Each business has its own range of risks, so it is better to open a business in an area in which you understand. This makes it easier to identify the range of potential threats. But usually there are 6 types of risks.
Domestic
These threats arise from the actions of management or employees. For example, the company provided targeted advertising on social networks. Clients began asking questions in private messages, but the manager answered in monosyllables, did not initiate a dialogue, and did not ask questions. As a result, the advertisement brought potential buyers, but due to the fault of the employee, sales did not take place.
Production
In production, defects occur due to the human factor or low-quality raw materials. Or the plant shut down due to an accident at a substation, and the equipment failed.
Financial
It's all about money. For example, the company sent products to retail stores, but they did not pay on time. Or an entrepreneur spent money from suppliers to buy a car, but he had no funds left to pay off his obligations.
Insurance
There are cases that can be foreseen and insured in advance: fire or theft of equipment. The business bears the cost of insurance, but if risks occur, entrepreneurs will receive compensation.
Commercial
These threats affect the sale of goods or services. For example, a clothing store is faced with the fact that customers prefer to buy online. Or the web studio doesn’t find clients because competitors make websites cheaper.
External
An entrepreneur cannot influence these conditions: changes in legislation, a pandemic or innovations in the tax system. It’s worth dwelling on the latter in a little more detail. In 2021, entrepreneurs were faced with the fact that the state abolished the UTII regime and offered an amended patent in return. But, as a rule, a patent in the regions is more expensive than imputation. And this despite the fact that the authorities allowed the cost to be reduced by the amount of insurance premiums.
The Federal Tax Service began to strictly monitor entrepreneurs and the validity of transactions. Starting from 2021, tax authorities have changed their 6-NDFL verification algorithms to see entrepreneurs who pay less than the industry average salary. That is, if employees receive a small official salary, the Federal Tax Service may send a request asking them to indicate the reasons.
The founder of the “School of Professional Business Owner” Oksana Dazhun believes that entrepreneurs should pay close attention to tax risks:
“It is important to monitor the results and plans of the Federal Tax Service in tax control. Learn how companies choose for a scheduled audit, how to optimize taxes, how the courts work, and what businesses can expect from tax administration. To do this, it is useful to attend trainings and seminars at least once a year, where they will talk about innovations and judicial practice.
Algorithm for the formation of PPS
Based on the results of the SWOT analysis, make a list of risks, threats, opportunities and strengths of the business:
- State the problem - something that can be effective.
- State the risk—what could happen if you do nothing.
- Formulate a goal - to what state we want and can reduce the risk.
- Formulate risk management measures - what we will do.
- Assign someone responsible for each risk.
- Set deadlines and control dates for impacting the risk.
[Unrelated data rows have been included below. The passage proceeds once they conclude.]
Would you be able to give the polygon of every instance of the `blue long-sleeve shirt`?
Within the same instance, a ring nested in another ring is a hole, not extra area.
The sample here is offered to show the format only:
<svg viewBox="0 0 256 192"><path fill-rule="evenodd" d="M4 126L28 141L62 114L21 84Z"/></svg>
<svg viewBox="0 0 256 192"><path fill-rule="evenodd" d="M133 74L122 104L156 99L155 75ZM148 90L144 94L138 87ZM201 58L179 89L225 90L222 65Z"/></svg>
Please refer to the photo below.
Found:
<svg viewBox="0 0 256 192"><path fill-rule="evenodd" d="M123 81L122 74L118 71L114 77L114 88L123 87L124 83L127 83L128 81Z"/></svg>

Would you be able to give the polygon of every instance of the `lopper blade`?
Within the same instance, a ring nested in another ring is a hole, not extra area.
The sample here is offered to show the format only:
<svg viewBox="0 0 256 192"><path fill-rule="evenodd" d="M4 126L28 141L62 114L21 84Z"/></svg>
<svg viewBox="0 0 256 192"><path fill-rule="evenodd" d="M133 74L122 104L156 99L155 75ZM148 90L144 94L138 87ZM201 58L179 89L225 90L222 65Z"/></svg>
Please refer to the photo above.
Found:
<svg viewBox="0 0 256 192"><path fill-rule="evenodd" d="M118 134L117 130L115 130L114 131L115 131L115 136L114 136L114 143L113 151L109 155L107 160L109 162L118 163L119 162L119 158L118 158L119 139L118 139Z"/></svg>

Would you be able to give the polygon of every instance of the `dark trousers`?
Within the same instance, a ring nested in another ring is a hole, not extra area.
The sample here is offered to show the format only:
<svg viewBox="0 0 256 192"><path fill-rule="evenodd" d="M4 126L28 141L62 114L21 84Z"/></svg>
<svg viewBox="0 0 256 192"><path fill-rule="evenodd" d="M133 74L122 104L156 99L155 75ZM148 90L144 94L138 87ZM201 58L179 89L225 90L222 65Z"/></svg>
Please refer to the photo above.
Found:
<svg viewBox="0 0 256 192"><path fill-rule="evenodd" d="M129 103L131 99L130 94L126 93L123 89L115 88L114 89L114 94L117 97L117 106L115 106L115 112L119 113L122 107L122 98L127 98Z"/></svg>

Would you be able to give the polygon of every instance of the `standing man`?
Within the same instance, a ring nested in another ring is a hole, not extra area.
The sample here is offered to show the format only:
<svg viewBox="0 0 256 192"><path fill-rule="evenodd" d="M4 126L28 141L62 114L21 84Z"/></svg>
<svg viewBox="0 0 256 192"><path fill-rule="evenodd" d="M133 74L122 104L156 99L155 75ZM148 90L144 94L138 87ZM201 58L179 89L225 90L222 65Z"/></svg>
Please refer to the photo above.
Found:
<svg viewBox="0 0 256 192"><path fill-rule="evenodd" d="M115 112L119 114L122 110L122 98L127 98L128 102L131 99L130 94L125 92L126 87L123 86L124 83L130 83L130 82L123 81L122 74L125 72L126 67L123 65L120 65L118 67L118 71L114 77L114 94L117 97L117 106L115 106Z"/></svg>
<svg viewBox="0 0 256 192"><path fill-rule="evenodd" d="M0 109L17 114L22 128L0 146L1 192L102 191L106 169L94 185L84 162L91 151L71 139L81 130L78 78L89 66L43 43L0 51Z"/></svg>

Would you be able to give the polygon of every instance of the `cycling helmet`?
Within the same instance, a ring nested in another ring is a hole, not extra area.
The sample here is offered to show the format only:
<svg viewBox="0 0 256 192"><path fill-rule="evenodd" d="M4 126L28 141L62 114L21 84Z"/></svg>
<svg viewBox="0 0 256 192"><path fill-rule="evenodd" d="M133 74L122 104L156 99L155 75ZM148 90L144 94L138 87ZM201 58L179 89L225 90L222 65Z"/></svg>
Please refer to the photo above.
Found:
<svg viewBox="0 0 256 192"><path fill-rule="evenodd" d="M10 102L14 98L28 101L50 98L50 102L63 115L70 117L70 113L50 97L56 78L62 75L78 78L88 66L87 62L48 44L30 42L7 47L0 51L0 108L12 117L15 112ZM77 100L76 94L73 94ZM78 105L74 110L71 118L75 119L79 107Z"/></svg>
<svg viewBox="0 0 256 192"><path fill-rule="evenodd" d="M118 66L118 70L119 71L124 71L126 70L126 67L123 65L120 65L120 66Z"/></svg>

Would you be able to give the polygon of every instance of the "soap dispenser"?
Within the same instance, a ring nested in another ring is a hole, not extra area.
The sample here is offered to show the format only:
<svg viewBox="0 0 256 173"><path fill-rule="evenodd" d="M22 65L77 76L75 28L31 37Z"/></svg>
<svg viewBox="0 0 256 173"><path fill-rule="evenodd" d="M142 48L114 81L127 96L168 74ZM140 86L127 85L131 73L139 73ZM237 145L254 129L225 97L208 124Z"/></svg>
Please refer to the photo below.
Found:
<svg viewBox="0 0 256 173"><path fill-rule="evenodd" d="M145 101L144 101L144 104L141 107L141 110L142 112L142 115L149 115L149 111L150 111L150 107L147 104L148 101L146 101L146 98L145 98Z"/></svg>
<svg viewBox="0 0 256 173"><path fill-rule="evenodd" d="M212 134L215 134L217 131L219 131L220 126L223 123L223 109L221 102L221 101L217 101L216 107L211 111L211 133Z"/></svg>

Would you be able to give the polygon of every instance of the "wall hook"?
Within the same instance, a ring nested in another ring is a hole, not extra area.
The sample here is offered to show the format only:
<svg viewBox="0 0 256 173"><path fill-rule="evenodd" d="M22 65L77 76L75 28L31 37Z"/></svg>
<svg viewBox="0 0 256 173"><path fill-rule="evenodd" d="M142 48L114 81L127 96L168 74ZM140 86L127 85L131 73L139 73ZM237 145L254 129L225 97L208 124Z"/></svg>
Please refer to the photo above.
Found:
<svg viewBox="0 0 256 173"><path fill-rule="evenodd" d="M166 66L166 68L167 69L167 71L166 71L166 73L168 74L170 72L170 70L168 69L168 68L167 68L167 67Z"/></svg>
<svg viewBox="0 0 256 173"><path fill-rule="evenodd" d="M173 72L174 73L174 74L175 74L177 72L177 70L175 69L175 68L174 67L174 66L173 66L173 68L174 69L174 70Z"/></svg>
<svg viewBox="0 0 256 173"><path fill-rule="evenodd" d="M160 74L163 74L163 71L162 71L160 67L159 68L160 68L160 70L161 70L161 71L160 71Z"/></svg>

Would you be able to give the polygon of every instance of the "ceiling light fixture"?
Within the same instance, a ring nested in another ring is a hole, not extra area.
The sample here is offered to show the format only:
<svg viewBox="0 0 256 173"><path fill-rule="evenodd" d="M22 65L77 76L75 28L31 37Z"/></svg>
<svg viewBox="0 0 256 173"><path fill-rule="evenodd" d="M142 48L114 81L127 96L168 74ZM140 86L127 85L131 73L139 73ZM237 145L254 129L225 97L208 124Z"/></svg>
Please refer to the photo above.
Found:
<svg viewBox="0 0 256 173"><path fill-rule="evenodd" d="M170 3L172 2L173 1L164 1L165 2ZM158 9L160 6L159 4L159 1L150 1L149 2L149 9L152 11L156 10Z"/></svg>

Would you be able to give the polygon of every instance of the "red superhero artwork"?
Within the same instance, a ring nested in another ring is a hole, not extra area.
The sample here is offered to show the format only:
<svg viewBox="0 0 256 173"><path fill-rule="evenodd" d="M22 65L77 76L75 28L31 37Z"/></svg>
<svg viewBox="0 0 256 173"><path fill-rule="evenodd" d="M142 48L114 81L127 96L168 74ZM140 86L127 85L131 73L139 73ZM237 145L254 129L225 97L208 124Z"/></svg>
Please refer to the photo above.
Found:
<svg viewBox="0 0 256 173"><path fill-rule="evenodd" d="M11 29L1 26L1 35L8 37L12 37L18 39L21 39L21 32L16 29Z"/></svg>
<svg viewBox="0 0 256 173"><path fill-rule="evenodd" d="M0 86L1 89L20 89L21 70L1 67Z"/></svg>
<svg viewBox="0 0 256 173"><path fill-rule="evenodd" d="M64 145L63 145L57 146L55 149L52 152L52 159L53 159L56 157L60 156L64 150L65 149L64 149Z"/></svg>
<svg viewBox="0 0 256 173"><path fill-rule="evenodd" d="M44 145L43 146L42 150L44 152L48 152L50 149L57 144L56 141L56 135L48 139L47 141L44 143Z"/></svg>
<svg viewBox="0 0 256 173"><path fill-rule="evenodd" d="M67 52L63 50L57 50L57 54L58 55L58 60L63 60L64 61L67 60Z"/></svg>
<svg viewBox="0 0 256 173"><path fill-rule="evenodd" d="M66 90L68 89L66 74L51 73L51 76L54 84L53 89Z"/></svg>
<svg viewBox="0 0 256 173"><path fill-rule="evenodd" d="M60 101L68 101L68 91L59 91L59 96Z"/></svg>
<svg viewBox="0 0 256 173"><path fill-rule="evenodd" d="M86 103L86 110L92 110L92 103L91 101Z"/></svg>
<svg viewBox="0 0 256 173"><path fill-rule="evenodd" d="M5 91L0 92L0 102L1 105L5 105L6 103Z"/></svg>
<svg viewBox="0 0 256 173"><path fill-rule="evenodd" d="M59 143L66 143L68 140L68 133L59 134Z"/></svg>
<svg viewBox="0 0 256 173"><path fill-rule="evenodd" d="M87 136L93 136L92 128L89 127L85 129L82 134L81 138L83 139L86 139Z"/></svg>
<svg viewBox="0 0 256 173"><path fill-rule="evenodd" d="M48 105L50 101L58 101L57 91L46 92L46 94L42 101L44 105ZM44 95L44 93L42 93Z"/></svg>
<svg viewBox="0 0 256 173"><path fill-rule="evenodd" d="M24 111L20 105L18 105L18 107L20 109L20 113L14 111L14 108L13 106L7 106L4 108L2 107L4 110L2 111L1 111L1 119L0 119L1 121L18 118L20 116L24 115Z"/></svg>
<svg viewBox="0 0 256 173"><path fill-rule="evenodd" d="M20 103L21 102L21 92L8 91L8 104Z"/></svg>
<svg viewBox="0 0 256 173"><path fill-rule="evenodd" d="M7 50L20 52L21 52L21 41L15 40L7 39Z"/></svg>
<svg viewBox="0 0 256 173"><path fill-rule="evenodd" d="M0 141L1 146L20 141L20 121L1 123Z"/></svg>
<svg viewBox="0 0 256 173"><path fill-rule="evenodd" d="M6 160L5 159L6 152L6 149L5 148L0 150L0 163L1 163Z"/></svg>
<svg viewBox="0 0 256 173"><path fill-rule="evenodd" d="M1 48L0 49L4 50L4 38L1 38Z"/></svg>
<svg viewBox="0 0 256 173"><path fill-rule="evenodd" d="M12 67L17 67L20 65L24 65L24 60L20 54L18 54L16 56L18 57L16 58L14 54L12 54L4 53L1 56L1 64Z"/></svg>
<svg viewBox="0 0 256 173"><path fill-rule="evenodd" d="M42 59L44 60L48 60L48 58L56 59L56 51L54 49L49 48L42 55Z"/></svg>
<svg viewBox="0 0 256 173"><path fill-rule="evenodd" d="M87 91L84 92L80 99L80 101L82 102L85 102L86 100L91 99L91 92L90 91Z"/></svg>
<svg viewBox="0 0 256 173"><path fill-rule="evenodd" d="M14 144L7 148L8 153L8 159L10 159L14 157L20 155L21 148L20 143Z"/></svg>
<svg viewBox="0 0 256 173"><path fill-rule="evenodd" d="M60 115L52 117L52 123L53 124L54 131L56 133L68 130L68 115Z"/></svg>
- Collegially determine the probability of risk occurrence on a 10-point scale.
- Collegially determine the depth of the consequences of the risk on a 10-point scale.
- Determine the degree of risk and response category.
- Include events in the overall strategic plan of events, individual SMART tasks"
Denis Zagrebil believes that the risks of every business are different, but some are more common:
“Risks depend on the stage of development of a business or company. But I consider the main ones to be poor quality services, unscrupulous suppliers and employees, and overestimation of market opportunities. In general, in my opinion, management decisions are often made without a thorough analysis of business risks, situationally or based on experience."
Types of risk management methods
Methods for managing business or other risks have already been formulated and studied.
Here they are:
- refusal;
- reduction (decrease);
- division (differentiation);
- evasion;
- Adoption;
- transfer (transfer) of risk or sharing;
- gain;
- retention;
- reduction of losses.
Refusal
The method of managing risks by refusing them consists in completely abandoning a too risky area of activity or project. This decision is made by risk managers and business executives when a risk variable greatly threatens the further existence of the company.
Decline
Reducing the impact of a threat or reducing it is making the necessary decisions that minimize the possibility of an undesirable risk situation occurring.
For example, you can create reserves, introduce restrictions, or take other measures that will reduce the likelihood of the occurrence of an event that is considered a possible risk for the enterprise or project in question.
Separation
Separation of threats or their differentiation involves cutting off, “nullifying” the possibility of the occurrence of one of several possible threats.
This may be duplication of important documents or segments on the production line, or process elements. In this case, the loss of documents or failure of one section (one line) of production will not have a loss-making effect on the enterprise.
Thus, the differentiation of threats for an insurance company consists in filling the insurance portfolio competently and evenly: concluding more contracts with small risks and fewer contracts with high risk probabilities.
Evasion
Threat evasion involves changing the enterprise's operating plan so that the target threat cannot occur at all.
This strategy is not often used, because it is not easy to implement.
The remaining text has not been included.